How effective were the new generation of compounds?
We utilised the three-week break between Laguna Seca and Brno to produce a new family of compounds as part of our preparation for the remaining races of the season. We tried these tyres in free practice on Friday to evaluate their suitability for the race and found some good immediate results, particularly with the Kawasakis. The nature of the Brno circuit, however, favoured an alternative specification, which had been developed for the Czech Republic race based on our experience and analysis of previous GPs. I think the success of this more Brno-friendly tyre in the race underlines how we are putting into practice all that we have learned over the last four seasons.
Why were the Ducatis so much more competitive than other Bridgestone-shod teams?

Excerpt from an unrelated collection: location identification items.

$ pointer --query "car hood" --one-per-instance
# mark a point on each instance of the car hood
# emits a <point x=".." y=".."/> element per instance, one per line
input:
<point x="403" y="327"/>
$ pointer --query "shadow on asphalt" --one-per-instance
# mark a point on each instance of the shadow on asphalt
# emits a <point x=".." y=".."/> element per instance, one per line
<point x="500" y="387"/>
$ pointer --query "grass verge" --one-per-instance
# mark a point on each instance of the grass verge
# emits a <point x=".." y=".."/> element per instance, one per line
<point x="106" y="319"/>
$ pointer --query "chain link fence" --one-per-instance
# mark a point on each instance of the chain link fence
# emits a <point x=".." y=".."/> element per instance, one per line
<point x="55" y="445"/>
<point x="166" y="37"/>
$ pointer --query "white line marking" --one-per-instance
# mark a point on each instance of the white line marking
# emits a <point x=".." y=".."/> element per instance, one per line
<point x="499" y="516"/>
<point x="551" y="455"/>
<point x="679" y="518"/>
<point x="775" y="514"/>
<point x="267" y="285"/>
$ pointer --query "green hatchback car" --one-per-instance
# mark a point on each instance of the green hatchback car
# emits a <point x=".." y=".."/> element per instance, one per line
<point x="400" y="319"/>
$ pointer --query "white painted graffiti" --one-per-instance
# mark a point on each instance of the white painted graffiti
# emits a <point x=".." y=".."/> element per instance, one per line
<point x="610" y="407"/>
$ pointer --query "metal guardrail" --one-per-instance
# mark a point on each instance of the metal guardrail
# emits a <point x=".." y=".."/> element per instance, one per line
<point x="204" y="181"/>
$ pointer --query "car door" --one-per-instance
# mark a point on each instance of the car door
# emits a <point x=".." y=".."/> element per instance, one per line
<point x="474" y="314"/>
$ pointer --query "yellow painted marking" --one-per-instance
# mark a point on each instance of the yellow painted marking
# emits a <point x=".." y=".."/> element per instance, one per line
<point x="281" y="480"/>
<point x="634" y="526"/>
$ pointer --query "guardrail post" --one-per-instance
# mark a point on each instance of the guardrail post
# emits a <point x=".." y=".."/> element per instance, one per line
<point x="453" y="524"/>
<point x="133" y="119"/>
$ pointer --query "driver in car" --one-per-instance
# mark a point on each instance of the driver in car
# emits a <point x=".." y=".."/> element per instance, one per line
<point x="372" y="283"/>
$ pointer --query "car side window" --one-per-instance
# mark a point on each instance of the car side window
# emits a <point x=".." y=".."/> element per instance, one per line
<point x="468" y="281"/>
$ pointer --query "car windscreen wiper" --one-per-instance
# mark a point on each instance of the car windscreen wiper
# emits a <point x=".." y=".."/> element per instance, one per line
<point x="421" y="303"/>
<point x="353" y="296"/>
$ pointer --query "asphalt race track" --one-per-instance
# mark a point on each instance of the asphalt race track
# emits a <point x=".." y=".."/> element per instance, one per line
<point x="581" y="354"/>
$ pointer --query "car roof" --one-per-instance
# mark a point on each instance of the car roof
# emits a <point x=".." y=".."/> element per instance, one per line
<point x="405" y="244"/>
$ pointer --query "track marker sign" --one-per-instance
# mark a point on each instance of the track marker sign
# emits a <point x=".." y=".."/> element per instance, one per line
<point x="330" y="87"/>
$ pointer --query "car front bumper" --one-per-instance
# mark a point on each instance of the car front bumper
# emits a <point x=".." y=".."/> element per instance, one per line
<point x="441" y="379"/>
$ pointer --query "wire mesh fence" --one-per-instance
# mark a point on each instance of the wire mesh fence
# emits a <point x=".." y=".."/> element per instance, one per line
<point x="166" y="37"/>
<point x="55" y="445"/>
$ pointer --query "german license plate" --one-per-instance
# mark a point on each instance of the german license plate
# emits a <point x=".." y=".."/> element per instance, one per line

I think each of our teams did a fantastic job and all three were able to finish with one bike in the top eight, which is a fine achievement. I think it is fair to say that Kawasaki has never really enjoyed this circuit, but Shinya Nakano crossed the line just a fraction behind John Hopkins' Suzuki and both were only a couple of seconds from fourth place. Ducati's approach to the weekend was to focus on long runs and bike set-up. Loris completed in excess of race distance on his chosen tyre in practice and was able to lap consistently and competitively. He was in a class of his own all weekend.”
Were you disappointed to miss out on pole position in qualifying?
Loris's qualifying time was 1.1 seconds quicker than the pole record from last year. The fact that eleven riders qualified with a quicker time than 2005 pole really shows the year-on-year improvement made by teams and tyre manufacturers. It was disappointing to miss out on pole in the closing minutes of the session, but we were confident in our race pace and durability and that's what counts.
Does the Brno win hint at a Bridgestone renaissance in the coming races?
We certainly hope to use this win to build up momentum in the three intercontinental races in Malaysia, Australia and Japan. They are circuits where we have enjoyed previous success. We won in Malaysia and Japan last year with Loris, so we are out to defend our success there. Ducati also scored a podium in Philip Island in 2005 with Carlos Checa, but we are not getting complacent. We know the championship is tough this year and are not taking anything for granted. We have two wins this year but we want more and are working hard for them.